It was 65 days from their first date to the altar when they married Oct. 19, 1951.

Their families did not attend the wedding; rather, two friends served as best man and maid of honor.

“We really didn’t want to mess around,” Mrs. Floyd told The Capital.

“I guess it’s probably going to work out,” her husband replied.

The couple explained to a newspaper reporter that they did not have any photos from their dating days or wedding.

Mr. Floyd said they didn’t do “too much research into the whole marriage thing.”

“We were both young and foolish,” he said. “Now we’re older and foolish.”

Despite a four-year difference in age, both shared a common desire for children, living on a farm, and Christian values. The only acknowledged difference was that Mr. Floyd was a Yankee and his wife a Southerner.

“I don’t even know if we knew our ages when we married,” Mrs. Floyd told The Capital.

After their marriage, the couple settled in Glen Burnie, where they raised their five children.

Mr. Floyd, who worked as a real estate consultant, appraiser, developer, broker and investor, was the founder of Floyd & Co. He was semiretired at his death.

From 1979 to 1984, he was Glen Burnie Urban Renewal director and served on the board of trustees of Anne Arundel Community College from 1990 to 2009.

In 1965, he was elected president of the Northern Anne Arundel County Chamber of Commerce, and was elected to the position again in 1987. He was named in 2010 to the Anne Arundel County Business Hall of Fame.

Family members said that Mr. Floyd “passionately helped others” and had held many community positions in North Glen, Glen Burnie and Severna Park, where they later moved.

For her more than 40-year career as an elementary school educator until her retirement in 1992, Mrs. Floyd was on the faculty of Rippling Woods, Marley and Ferndale elementary schools.

In her retirement, Mrs. Floyd continued volunteering at local schools. She enjoyed reading and knitting. She also liked to play the piano and violin.

In addition to being a boater, Mr. Floyd enjoyed gardening and was known for his garden, which contained more than 300 azaleas, and his collection of turtle figurines that numbered more than 400.

The couple shared a passion for driving and the open road and had visited all 50 states and the nation’s 13 presidential libraries.

“We just love to drive,” Mrs. Floyd told The Capital. “Go one way, come back another.”

The couple estimated that during their lifetimes they probably had traveled almost a million miles. In one year alone, they drove from Maryland to California three times.

A devout Baptist, Mrs.
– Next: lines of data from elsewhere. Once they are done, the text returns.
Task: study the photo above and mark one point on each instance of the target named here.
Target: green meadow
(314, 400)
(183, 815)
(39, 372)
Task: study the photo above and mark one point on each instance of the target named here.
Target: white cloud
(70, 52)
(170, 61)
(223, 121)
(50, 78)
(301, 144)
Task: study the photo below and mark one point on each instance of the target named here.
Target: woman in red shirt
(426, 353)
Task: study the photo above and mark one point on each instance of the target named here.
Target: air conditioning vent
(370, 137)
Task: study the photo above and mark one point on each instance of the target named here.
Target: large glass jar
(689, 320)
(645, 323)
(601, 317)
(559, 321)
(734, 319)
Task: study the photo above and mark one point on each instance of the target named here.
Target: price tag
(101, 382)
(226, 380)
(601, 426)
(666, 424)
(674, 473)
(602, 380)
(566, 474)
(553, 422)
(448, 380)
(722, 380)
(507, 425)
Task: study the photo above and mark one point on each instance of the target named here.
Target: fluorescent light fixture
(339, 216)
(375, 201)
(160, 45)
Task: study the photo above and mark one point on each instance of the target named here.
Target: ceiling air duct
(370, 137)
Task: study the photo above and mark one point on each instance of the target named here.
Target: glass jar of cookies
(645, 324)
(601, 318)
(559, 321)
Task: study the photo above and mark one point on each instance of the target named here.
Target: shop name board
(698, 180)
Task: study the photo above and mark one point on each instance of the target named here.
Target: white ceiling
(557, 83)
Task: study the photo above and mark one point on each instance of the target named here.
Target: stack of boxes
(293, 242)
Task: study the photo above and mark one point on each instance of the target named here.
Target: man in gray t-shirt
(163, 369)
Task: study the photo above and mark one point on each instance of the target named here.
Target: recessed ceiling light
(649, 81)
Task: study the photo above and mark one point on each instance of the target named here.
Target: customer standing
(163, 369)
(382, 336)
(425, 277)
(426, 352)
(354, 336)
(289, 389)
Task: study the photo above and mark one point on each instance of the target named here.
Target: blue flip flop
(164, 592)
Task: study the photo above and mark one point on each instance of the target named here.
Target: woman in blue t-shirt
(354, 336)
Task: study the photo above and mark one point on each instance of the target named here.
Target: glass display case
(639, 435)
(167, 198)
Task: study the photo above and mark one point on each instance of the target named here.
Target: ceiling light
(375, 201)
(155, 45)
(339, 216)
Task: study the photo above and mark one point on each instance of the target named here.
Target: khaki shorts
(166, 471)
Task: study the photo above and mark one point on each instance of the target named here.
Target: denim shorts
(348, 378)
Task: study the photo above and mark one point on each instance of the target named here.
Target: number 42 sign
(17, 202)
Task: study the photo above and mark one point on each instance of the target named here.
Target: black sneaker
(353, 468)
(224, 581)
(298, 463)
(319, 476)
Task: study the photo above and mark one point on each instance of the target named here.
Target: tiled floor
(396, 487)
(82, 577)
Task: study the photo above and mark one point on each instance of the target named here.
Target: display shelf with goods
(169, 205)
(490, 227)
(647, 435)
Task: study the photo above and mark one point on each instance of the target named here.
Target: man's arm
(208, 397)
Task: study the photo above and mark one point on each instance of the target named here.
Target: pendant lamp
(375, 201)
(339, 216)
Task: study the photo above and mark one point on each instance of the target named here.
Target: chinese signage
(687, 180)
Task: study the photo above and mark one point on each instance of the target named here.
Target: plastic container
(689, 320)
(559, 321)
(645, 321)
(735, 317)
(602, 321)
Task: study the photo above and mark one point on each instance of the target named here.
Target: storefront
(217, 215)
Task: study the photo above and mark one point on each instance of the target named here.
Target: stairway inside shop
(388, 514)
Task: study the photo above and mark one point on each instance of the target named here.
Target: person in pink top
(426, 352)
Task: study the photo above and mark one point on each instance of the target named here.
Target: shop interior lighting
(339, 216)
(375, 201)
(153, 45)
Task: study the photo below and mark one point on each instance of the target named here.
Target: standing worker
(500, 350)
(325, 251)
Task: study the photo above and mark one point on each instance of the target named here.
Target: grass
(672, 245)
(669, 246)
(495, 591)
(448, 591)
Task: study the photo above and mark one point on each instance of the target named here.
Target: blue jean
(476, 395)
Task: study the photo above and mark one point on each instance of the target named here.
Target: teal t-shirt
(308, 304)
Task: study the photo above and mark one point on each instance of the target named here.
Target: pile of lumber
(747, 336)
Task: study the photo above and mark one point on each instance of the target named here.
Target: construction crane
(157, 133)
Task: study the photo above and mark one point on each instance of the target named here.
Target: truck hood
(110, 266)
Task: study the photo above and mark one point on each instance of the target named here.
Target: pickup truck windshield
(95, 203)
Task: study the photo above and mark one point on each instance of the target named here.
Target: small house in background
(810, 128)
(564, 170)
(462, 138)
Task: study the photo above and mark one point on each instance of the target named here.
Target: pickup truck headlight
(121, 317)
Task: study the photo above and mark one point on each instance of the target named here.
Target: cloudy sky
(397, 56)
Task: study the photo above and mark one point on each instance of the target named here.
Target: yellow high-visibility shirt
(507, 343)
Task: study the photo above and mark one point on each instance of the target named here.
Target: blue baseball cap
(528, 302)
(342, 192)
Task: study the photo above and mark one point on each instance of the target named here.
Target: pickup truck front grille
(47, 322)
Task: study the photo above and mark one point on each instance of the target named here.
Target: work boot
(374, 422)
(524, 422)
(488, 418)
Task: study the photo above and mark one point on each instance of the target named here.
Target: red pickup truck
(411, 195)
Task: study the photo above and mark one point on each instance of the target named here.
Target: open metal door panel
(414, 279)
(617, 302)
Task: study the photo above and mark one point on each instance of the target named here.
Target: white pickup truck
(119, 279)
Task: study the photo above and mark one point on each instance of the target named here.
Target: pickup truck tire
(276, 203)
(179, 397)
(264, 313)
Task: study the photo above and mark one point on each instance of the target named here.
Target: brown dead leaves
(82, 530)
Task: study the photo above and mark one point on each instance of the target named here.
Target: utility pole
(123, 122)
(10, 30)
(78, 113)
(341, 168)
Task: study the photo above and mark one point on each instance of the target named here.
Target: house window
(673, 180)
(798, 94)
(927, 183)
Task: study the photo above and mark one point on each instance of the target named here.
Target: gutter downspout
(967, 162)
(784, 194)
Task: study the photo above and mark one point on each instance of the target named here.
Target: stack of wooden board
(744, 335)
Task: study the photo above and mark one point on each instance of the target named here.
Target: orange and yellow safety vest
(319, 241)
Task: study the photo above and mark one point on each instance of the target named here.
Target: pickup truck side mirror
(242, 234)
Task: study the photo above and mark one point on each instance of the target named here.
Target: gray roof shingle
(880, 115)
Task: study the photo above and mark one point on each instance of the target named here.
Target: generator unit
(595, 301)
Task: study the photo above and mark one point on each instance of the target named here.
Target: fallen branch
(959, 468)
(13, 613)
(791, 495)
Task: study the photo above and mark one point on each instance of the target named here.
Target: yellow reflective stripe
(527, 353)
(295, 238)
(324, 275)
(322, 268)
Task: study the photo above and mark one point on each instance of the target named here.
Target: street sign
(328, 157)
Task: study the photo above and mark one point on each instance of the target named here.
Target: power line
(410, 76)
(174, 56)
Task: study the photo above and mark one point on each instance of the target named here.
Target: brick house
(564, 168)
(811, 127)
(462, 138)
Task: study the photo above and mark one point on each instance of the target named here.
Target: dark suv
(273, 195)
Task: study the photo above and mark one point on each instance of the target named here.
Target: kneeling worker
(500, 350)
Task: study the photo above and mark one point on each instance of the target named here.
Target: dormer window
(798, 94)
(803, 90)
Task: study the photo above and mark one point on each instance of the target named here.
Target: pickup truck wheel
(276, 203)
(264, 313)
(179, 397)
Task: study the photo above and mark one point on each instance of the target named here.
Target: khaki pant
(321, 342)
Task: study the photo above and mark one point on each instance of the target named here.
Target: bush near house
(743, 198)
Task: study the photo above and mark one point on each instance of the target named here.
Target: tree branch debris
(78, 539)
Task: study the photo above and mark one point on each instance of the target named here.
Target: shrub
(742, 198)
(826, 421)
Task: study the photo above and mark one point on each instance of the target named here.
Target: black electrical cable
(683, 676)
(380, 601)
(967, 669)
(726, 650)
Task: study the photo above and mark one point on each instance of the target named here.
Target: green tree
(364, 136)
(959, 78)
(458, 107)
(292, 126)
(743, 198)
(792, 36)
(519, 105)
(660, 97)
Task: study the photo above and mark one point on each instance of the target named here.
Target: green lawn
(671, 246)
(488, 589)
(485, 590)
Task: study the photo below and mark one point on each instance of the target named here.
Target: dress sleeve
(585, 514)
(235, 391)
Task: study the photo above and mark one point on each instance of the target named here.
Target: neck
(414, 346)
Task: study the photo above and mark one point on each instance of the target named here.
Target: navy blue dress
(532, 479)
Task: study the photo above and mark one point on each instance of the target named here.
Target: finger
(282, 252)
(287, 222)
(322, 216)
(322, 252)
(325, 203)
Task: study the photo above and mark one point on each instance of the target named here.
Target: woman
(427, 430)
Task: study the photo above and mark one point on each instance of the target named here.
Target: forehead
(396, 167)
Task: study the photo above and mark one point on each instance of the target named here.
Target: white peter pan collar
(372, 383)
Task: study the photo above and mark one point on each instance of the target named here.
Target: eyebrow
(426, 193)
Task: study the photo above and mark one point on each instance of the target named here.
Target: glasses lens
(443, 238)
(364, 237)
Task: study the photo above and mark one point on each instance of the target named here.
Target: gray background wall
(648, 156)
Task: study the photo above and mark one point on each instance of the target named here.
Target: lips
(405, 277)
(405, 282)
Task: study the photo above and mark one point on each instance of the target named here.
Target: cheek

Floyd helped build and establish North Glen Baptist Church on West Furnace Branch Road in Glen Burnie in 1960, and later became a 40-year member of Severna Park Baptist Church.

On marital harmony, Mrs. Floyd explained that if she and her husband had a disagreement, it only lasted for a couple of hours before things returned to normal.

“They were both brought up to ‘live the way you should live,’ ” Mrs. Floyd told the newspaper.

A joint funeral was held for Mr. and Mrs. Floyd on May 23 at Severna Park Baptist Church, and then they were interred together at the Maryland Veterans Cemetery in Crownsville.

They are survived by a son, Ken Floyd of Baltimore; four daughters, Marcie Shenton of Crofton, Nancy Floyd Prue and Barbara Floyd, both of Millersville, and Kay Floyd of Bristow, Va.; 12 grandchildren; and four great-grandchildren.